Among med school students who are accepted and matriculate, the white-black gap is a little smaller, about 0.7 standard deviations: Black med school matriculants score at the 63rd percentile, Hispanics at the 65th, whites at the 85th, and Asians at the 89th.

The Times spins black doctors’ lower ability as a good thing because they work in easier fields in less competitive places:

Leaders in medicine say training more Black and Hispanic doctors could help bridge the vast divides in American health care. Research shows that doctors from underrepresented racial and ethnic groups are more likely to work in primary care or in locales where doctors are scarce.

And in her much-praised dissent last week in defense of affirmative action, the talkative new affirmative action justice Ketanji Brown Jackson repeated the popular blood libel that:

For high-risk Black newborns, having a Black physician more than doubles the likelihood that the baby will live, and not die.

More likely, of course, is that black doctors, being, on average, less competent, tend to deal with the easier cases but then call in expert white doctors in matters of life or death.

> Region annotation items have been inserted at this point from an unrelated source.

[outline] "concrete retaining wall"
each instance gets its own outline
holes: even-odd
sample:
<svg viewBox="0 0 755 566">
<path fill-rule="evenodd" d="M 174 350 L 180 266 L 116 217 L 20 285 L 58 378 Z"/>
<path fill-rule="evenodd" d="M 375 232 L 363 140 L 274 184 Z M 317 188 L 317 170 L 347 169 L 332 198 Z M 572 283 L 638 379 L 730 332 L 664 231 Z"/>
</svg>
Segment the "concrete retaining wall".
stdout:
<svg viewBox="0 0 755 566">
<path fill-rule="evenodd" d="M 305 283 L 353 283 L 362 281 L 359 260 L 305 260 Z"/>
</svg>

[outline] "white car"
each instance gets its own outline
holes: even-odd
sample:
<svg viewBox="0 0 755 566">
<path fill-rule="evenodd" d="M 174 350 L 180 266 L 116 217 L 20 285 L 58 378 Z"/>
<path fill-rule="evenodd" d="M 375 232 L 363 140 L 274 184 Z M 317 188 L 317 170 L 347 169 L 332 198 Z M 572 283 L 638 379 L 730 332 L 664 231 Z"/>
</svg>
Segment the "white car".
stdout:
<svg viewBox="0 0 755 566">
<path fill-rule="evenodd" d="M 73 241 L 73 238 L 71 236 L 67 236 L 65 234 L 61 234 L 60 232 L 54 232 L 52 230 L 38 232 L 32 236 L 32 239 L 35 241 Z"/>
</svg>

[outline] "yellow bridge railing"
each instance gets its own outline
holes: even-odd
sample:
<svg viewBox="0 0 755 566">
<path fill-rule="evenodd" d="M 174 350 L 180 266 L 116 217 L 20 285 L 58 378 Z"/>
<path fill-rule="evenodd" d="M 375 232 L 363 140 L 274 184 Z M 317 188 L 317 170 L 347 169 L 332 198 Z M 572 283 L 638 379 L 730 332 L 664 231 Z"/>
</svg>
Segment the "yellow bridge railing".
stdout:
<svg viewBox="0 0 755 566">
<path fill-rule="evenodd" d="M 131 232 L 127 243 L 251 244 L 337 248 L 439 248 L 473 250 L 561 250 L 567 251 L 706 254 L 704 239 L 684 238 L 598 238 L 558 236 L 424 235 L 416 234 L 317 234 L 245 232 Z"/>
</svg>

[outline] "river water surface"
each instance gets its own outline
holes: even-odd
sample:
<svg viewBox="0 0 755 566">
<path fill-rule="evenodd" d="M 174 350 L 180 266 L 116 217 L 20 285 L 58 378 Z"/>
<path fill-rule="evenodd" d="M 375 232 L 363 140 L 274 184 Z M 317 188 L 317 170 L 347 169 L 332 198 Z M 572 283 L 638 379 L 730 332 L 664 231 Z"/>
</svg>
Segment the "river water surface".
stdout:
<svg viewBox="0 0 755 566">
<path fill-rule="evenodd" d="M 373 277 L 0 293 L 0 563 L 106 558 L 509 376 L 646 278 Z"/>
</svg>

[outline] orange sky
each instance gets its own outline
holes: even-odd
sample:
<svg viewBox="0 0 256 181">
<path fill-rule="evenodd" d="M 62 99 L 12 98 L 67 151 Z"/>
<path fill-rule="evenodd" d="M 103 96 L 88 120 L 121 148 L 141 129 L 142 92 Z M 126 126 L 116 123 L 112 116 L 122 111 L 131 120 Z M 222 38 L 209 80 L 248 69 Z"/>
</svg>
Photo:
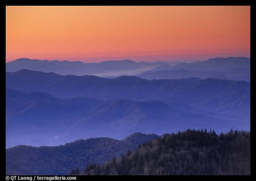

That’s good. In general, doctors are dedicated professionals who behave in the best interests of their patients, black or white, rather than be lethally negligent racist manslaughterers as certain judges and the prestige press routinely imply.

Considering the disproportionate number of black crazymen who violently attack random Asians and whites on the street in this decade, is it a good idea for black judges and the NYT to be endorsing low-brow hate tropes?

#StochasticTerrorism.

This racial expertise gradient is just how we would expect bell curves to work.

But these days you are supposed to be ignorant of the basic nature of mathematics.